Before you bash a place, get your facts straight. Then remember the WHOLE planet is having a resource problem, water, oil, etc. That doesn't mean that Arizona should pass harsher laws to control water use, waste, and population growth but at the moment agriculture and mining take up more water than people.

Anonymous said...

"$200K home on $75K salary...you loonies are getting funnier by the day."

Sorry you are wrong. That is just about right and where I want it. I make 80k and bought a 227k home 3 years ago. Factor in a car payment, 2 kids and a stay at home wife and $1400 is EXACTLY where my payment should be. Yes, I could have stretched out to maybe 300k home but I like taking vacations and saving for my kids college.

If you make 75k and bought a 500k home, then either: A) you dont have any other debt, B)you have s econd income or C) you HAD to have fuxked up and got a TOXIC loan (e.g. Interest Only Option ARM for 80 years) Cheers!

Anonymous said...

Ahh good ol' Foxwoody to the AZ rescue. You have now been crowned the official state of Arizona official 'nut hugger'.

So many people claiming Arizona is a poverty state. Like CHinese to Rice. Could 500 billion Chniese be wrong??

My parents live in Tucson and the 'fine living' is a small percentage.
Final consensus: AZ = shithole.

Anonymous said...

foxwood,

Why bother dude? These renters have probably never traveled more than 50 miles from their apartments. They have never been to Phoenix. All they know about it is the same old tired cliches regurgitated here and other blogs.

It reminds me high school. The renters here are the losers who desperately wanted to be cool. The way they made themselves feel better was trash talking the football team and cheerleaders. No different now except replace football team with people whose living quarters consist of more than 500sq ft of apartment space and an income above $8 an hour.

So I wouldn't get too worked up over it. At the end of the day, they live in an apartment. They will live in that apartment - most likely alone - for the rest of their lives. So they have an outlet through which to bitch and complain, better than showing up at work with a gun. It also entertains me so it's a win-win for everyone.

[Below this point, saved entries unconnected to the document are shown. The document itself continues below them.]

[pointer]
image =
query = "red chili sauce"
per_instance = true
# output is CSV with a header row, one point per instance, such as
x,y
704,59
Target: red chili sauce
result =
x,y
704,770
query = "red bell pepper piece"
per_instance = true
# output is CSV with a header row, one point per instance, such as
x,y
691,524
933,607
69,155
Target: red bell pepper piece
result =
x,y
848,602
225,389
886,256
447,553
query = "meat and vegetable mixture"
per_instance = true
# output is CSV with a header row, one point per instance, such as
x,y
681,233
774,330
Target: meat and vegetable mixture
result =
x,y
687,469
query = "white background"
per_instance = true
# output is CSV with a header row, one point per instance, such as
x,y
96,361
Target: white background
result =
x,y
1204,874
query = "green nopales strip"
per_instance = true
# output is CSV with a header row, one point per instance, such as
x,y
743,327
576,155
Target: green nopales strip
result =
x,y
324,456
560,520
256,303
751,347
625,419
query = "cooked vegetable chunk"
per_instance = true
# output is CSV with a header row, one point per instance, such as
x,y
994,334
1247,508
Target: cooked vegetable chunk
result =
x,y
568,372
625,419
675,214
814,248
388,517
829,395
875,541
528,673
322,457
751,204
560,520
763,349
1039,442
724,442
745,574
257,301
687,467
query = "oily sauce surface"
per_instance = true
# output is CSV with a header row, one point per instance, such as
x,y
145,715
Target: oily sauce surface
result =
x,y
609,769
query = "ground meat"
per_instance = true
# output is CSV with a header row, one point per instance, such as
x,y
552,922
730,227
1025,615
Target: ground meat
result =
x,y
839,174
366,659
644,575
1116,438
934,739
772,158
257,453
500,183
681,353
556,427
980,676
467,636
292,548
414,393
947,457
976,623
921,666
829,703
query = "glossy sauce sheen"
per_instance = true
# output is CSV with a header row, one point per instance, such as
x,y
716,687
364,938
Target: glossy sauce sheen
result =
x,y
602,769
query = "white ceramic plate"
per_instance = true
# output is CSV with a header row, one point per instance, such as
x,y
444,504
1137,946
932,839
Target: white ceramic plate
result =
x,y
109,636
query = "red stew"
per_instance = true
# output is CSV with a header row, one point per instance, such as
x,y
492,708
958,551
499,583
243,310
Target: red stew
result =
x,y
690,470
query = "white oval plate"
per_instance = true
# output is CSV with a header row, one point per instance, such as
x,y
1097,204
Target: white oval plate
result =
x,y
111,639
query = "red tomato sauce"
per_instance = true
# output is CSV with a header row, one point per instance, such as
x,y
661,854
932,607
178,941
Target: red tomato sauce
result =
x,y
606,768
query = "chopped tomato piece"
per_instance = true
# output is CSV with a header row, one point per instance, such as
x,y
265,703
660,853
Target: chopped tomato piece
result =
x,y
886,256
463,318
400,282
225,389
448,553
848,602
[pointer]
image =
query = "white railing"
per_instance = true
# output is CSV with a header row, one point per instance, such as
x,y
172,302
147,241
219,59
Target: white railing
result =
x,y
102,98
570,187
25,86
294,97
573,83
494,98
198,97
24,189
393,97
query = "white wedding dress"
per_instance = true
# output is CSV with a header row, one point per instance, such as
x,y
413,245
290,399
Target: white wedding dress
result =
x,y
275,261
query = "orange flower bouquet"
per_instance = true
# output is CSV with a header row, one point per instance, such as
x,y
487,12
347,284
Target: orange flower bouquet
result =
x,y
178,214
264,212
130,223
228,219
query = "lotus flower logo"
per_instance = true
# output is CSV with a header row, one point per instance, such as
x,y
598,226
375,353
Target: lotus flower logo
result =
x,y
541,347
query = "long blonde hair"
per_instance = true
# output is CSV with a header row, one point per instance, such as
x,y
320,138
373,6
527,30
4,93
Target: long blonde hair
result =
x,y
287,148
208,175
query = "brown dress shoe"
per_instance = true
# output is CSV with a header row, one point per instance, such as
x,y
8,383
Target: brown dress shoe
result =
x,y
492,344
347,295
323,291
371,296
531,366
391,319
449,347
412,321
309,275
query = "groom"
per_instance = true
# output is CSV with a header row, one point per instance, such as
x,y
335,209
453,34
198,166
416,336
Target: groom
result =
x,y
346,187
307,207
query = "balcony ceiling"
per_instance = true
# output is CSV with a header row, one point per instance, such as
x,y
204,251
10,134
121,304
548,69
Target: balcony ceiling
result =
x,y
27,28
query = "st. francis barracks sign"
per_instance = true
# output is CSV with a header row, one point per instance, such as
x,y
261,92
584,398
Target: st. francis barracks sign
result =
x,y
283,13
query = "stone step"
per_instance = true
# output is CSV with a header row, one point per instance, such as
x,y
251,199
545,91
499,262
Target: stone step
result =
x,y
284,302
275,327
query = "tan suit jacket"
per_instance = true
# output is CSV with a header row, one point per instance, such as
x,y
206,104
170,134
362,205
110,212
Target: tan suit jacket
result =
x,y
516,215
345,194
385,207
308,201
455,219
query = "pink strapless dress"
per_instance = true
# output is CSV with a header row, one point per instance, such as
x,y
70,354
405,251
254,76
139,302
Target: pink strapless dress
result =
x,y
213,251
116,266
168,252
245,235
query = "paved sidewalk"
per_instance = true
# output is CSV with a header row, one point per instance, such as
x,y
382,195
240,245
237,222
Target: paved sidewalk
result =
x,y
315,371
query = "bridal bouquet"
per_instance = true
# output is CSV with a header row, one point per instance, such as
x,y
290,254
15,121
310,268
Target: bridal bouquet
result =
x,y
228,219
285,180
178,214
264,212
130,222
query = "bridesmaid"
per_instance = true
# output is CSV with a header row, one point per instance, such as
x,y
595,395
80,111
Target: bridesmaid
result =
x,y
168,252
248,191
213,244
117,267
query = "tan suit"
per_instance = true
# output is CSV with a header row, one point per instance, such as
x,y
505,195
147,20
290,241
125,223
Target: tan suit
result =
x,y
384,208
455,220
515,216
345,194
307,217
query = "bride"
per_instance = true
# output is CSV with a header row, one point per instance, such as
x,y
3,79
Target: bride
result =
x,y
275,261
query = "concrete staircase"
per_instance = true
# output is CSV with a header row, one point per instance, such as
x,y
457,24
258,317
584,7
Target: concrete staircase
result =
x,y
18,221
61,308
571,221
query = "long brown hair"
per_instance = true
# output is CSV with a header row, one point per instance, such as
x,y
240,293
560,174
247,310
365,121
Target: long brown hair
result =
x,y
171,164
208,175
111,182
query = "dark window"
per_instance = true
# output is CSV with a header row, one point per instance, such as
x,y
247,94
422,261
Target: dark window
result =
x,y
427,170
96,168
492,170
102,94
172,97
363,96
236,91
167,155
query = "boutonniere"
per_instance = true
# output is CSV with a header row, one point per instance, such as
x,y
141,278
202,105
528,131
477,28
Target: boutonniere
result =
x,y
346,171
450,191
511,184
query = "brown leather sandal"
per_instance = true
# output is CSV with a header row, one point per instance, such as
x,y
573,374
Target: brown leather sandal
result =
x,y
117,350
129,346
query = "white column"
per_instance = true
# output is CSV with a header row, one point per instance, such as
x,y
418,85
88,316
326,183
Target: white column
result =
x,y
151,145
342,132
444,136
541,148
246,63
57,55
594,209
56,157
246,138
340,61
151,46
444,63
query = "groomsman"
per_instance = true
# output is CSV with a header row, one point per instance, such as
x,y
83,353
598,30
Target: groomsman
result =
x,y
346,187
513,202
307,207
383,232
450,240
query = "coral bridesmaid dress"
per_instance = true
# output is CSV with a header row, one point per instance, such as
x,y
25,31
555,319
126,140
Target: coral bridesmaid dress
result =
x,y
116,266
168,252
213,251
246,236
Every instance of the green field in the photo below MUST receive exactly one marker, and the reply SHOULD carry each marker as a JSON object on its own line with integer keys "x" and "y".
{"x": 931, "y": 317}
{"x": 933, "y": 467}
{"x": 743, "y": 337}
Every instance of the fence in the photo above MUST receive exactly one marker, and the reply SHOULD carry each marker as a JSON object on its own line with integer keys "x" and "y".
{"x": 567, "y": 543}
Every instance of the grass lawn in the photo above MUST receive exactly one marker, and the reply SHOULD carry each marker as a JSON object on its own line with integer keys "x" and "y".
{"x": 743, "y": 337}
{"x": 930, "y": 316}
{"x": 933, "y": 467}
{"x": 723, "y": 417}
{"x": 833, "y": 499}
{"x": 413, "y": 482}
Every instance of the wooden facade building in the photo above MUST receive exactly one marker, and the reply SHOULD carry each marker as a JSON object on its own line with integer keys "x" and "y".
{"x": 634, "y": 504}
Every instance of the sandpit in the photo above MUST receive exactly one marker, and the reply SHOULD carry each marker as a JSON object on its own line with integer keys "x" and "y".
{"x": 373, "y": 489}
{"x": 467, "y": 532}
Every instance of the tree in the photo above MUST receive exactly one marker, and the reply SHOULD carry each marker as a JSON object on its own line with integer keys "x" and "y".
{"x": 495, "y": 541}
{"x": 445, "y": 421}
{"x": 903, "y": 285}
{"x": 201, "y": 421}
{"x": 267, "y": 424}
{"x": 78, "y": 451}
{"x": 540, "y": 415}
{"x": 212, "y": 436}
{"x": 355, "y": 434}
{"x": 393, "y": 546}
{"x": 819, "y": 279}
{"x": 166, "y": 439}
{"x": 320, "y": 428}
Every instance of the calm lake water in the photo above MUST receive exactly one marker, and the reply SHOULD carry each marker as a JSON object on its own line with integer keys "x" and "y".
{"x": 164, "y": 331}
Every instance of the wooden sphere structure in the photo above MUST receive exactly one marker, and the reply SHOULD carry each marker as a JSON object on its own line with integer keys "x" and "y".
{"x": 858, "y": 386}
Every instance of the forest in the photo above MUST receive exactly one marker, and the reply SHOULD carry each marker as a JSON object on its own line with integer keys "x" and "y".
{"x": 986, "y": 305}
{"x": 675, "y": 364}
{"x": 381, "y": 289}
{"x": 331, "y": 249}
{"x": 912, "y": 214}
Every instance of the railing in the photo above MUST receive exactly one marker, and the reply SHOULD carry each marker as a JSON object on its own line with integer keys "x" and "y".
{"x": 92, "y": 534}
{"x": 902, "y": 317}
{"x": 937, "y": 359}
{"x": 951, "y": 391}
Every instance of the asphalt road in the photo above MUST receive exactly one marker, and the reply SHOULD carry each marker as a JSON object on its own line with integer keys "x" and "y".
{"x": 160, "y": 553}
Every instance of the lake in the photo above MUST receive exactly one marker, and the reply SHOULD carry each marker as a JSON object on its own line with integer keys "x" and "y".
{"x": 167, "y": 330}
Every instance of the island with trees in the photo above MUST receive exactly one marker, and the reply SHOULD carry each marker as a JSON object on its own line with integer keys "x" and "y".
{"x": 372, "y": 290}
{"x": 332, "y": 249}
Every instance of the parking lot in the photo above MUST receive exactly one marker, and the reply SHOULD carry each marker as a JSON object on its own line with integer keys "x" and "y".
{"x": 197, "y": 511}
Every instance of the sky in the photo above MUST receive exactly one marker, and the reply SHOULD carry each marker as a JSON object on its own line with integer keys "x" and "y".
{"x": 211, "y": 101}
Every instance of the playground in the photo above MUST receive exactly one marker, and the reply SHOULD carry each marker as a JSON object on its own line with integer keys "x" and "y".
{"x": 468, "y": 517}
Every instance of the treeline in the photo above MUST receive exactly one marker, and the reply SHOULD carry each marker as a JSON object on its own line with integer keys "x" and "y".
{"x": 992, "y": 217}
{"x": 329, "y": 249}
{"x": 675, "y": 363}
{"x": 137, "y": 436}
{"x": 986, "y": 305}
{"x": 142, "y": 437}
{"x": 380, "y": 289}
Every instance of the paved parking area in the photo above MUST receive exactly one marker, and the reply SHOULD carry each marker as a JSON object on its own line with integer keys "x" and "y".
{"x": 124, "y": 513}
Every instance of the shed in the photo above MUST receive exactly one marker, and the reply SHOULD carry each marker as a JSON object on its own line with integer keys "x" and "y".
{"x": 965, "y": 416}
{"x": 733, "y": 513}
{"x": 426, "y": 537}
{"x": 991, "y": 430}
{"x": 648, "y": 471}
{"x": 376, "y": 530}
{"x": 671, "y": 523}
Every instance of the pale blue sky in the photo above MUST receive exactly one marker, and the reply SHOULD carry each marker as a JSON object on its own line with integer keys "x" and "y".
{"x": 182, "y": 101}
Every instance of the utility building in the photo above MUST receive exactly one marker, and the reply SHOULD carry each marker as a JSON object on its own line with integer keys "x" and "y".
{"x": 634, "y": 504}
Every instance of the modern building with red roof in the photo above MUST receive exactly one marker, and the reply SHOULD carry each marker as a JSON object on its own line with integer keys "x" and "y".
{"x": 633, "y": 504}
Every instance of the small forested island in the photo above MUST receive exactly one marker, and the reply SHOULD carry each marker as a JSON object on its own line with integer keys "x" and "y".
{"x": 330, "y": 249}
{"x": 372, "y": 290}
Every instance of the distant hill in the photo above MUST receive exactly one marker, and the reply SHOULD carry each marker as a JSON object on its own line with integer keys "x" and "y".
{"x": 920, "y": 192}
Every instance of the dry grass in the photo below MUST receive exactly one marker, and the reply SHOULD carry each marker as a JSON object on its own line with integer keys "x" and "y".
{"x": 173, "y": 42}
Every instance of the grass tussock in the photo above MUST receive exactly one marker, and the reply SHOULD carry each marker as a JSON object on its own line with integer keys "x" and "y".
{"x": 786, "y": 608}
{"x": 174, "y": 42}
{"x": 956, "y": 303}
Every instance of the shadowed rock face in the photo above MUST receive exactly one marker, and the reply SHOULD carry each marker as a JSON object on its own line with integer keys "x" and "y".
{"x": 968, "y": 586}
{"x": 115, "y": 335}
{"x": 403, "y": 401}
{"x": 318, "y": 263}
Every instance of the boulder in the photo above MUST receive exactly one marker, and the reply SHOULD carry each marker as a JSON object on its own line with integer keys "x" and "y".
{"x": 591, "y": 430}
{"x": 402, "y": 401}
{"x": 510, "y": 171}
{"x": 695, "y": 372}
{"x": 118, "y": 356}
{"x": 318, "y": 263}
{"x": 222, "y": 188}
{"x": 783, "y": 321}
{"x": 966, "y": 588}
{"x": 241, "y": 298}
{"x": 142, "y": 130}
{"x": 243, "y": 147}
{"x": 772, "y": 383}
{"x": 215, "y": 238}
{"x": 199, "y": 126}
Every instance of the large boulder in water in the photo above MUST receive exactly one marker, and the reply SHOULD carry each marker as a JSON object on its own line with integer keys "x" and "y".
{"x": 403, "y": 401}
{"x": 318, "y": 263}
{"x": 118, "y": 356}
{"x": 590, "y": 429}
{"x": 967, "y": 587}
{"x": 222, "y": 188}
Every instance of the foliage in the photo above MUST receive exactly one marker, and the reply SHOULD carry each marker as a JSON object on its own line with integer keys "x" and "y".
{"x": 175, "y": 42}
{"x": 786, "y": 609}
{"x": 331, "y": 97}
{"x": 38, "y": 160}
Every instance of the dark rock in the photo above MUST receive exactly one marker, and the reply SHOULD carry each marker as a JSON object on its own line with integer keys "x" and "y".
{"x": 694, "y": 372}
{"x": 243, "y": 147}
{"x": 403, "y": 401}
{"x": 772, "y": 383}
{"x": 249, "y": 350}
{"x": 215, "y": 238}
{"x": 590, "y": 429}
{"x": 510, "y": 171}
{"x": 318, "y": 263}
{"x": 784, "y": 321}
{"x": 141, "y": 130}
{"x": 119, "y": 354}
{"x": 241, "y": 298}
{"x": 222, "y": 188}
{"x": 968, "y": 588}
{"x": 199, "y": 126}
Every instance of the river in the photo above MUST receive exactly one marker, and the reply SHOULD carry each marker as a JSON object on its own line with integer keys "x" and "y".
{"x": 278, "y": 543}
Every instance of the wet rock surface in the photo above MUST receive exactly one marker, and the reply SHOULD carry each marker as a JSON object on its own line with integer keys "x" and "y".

But you can't possibly take anything they say seriously.

foxwoodlief said...

Thanks annonymous. I agree with most of what you say. I'm always amazed at people's ignorance. I gues the negativity is just their nature since they apparently are unhappy with their lives. I've traveled a lot and have always been amazed at how content and happy so many people are living in shit holes with nothing around the world that would envy living in a place as "horrible" as Arizona. Guess it really is all in the attitude.

Having been in the AF and lived in Asia, Europe, Saudi, traveled in central and south America, the carribean, US/Canada, I can say that there are worst places to live. I have no problem with those who rent. I met many professionals who chose to rent instead of buy. Some friends of mine (nurse/engineer) rented for forty years in Phoenix and then bought a condo in 1995 in Scottsdale and said, "Wow, why didn't we do it sooner. If we had bought in 1950....the prices then" But the invested well, saved and so were no worse off.

I guess a lot of posters here have that typical American attitude that "Only America is worth living in and extend that to their select small communities like San Diego or such. Please, anyone who has traveled knows that there are many, many wonderful places to live that others would never consider living. My friends wife came from Italy and hated it there! Loves the Bay area and would NEVER consider returning to the Bellagio..I love that part of Italy.

So you are right. People get pre-concieved ideas, make their own out-come and then try to only use data that support their limited, bigoted view.

And as my wife always said, "If you are rich...everywhere is paradise and if you are poor...even Santa Barbara is hell!"

Anonymous said...

Normal income to home value is 2.5 times income. We are now at a record and disturbing 3.6% AVERAGE! I ran into a 7 times income recently in OC.